When it comes to juggling a Creature's movement state, facing east state, start-attacking state, shield state, start-jumping state, position, and velocity... creating methods for each of these things sounded like a lot of work.

Instead, I devised a simple SendDataToOthers method that gathers up the Creature's info, creates a DataNode, and sends the DataNode along. SendDataToOthers has no parameters. And while it's assembling the DataNode to create, if the previous DataNode it sent along contains the same state for something, it doesn't get included. For usage, I just set the bools and states and position as required before calling SendDataToOthers(), and then it does its thing.

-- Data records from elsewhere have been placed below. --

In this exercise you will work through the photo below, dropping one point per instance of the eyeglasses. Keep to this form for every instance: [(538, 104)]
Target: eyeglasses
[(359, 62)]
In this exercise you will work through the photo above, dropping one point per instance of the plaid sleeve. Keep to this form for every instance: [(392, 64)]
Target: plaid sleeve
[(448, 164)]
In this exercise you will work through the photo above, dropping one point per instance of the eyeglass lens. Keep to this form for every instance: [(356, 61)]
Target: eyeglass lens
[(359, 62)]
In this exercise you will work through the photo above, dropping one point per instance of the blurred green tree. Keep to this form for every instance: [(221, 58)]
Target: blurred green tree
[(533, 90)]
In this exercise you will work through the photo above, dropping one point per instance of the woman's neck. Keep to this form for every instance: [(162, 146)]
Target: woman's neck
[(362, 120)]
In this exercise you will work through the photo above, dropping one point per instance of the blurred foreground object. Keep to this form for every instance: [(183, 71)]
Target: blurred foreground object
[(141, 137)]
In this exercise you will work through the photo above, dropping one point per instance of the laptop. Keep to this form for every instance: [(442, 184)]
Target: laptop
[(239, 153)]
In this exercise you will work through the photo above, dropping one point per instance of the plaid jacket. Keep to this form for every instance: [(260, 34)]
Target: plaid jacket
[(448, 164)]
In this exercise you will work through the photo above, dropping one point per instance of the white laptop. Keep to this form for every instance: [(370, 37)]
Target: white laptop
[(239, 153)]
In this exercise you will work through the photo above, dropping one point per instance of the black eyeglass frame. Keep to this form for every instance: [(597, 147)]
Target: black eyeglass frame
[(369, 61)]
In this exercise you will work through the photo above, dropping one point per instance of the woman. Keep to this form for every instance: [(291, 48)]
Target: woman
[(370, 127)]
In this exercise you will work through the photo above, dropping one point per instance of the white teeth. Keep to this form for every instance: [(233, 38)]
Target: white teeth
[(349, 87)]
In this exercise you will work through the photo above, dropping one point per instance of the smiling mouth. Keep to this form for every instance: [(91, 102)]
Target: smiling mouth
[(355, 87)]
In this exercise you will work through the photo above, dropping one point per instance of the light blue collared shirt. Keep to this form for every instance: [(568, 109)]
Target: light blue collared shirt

By not having any parameters, it feels very clean and simple to call and transmit what's needed.

Method simplicity

The real beauty with this simple state manipulation is that I don't have to have to change code for both my Player and AI classes when it comes to making the Creature do something new.

Each Creature has a ProcessUpdate method. Players set bools and states when needed, and then calls its Creature's ProcessUpdate. AI does the same.

ProcessUpdate checks each state and reacts accordingly.


Is this the most efficient way of doing things? Maybe, or maybe not. But it works for me. Perhaps the actions for wanting to jump or start attacking could be put into their own remote function calls without using a DataNode, but the message has to be transmitted one way or another regardless.

Network bandwidth is minimal when there's not too much happening, but it currently shoots up between 20-30 KB/s during really extreme situations with lots of Creatures doing lots of things.

In comparison, Counter-Strike: Global Offensive uses roughly 40 KB/s for about 12 players, and this is the highest I've seen a game use, so I'm using 40 KB/s as my peak limit to try and ensure I stay under.

Instant feedback vs delayed feedback

First-person shooters and third-person action games tend to let the client move around immediately. The client then sends its movement commands to the server, and the server sends the commands to everyone else. This allows the local player to move instantly on their screen, which feels nice and responsive.

In contrast, with real-time strategy games and most online fighting/platforming games, movement is delayed, as you're forced wait for the server to receive your command to move, and then you move when the command is sent back to you.

For a platformer, if you're playing over the Internet with a non-instant ping, this means you're constantly having to fight the lag. It never feels smooth because there's always a delay.

So what I'm trying with Tallowmere 2 is to have your local movement be instant, giving the client the benefit of the doubt.

When it comes to attacking and using items though, I have two options (using an axe as an example):

  1. Let the player swing the axe, but wait for the server to say if you hit anything or not; you'd swing instantly but actually hitting a mob and dealing damage would be delayed.

  2. Have the player send the command to swing but be forced to wait for the server to give you the response to swing; this results in delayed-feeling action, but the impact is instant when it happens.

But what if you had some grenades equipped instead? Using option 1, would your hands go through the animation of throwing, but you wouldn't actually throw a grenade until the server told you to instantiate a grenade and throw it? Or would you use option 2, where you'd only carry out the throwing animation once the server said so? I'm leaning towards the latter.

And what about raising your shield? Should the client do this instantly and have the final say if you've gotten hit or not? Or should it be delayed and let the server figure it out? I will need to experiment.

Ultimately, I will side with whatever feels most fun, responsive, and practical. You can never have perfect 1:1 syncing across the Internet, so it's a matter of getting it good enough. Still, the act of playing long-distance in real-time with other players is part of the magic with online multiplayer, so I'm sure it will feel fun in any case!